No último sábado, quem pegou esse mesmo bonde se espatifou no asfalto, literalmente. Era o Brasil, descendo a ladeira, mas no sentido oposto ao que lhe dava a canção, impregnada de lirismo brejeiro.
De pelo menos 62 pessoas que estavam a bordo, 5 morreram e 57 ficaram feridas, algumas com fratura exposta ou em estado grave.
A lotação máxima do bondinho era de 40 pessoas, mas ele circulava com 50% de passageiros acima da sua capacidade. A perícia já encontrou evidências de que a manutenção do veículo era precária. Entre elas, um arame improvisado no lugar de um parafuso que deveria fechar a caixa de óleo do eixo da roda. Não chega a ser uma surpresa.
Barulhento, sacolejante, enferrujado, não obstante seu charme, o bonde de Santa Teresa parece o que de fato é: muito inseguro. Lembra esses brinquedos velhos de parque de diversões, como o que voou sobre as pessoas e matou uma garota, também no Rio, há duas semanas.
Devemos chamar isso de "acidente"? O que aconteceu no sábado foi tão acidental quanto a tragédia do Bateau Mouche, no Réveillon de 1988, quando 55 pessoas morreram afogadas na baía de Guanabara.
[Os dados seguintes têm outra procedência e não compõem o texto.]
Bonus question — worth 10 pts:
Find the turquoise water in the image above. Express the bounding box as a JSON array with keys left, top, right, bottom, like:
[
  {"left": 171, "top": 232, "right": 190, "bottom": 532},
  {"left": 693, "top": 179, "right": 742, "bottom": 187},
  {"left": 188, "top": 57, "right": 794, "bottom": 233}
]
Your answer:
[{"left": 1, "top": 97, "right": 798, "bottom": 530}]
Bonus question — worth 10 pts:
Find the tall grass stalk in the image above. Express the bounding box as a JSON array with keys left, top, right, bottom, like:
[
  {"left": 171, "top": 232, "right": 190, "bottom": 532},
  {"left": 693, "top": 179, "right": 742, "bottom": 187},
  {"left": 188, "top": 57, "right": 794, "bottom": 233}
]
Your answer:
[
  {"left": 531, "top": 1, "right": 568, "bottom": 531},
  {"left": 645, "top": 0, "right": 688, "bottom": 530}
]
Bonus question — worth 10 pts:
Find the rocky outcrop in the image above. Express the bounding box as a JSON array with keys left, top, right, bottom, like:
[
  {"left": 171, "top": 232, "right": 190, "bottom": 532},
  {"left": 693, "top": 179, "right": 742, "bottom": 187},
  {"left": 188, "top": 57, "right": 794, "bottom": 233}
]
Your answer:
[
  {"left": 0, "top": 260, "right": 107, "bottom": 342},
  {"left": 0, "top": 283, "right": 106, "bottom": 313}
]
No caso do bonde, estamos falando de uma das grandes atrações turísticas da cidade -e, sem dúvida, uma das mais simpáticas.
As pessoas tendem a reagir a esse tipo de descalabro criminoso com a pergunta: mas, desse jeito, como vamos sediar a Copa do Mundo? É compreensível. Mas a pergunta, ela própria, tira dos trilhos o que de fato importa: quando seremos um país mais decente e mais sério?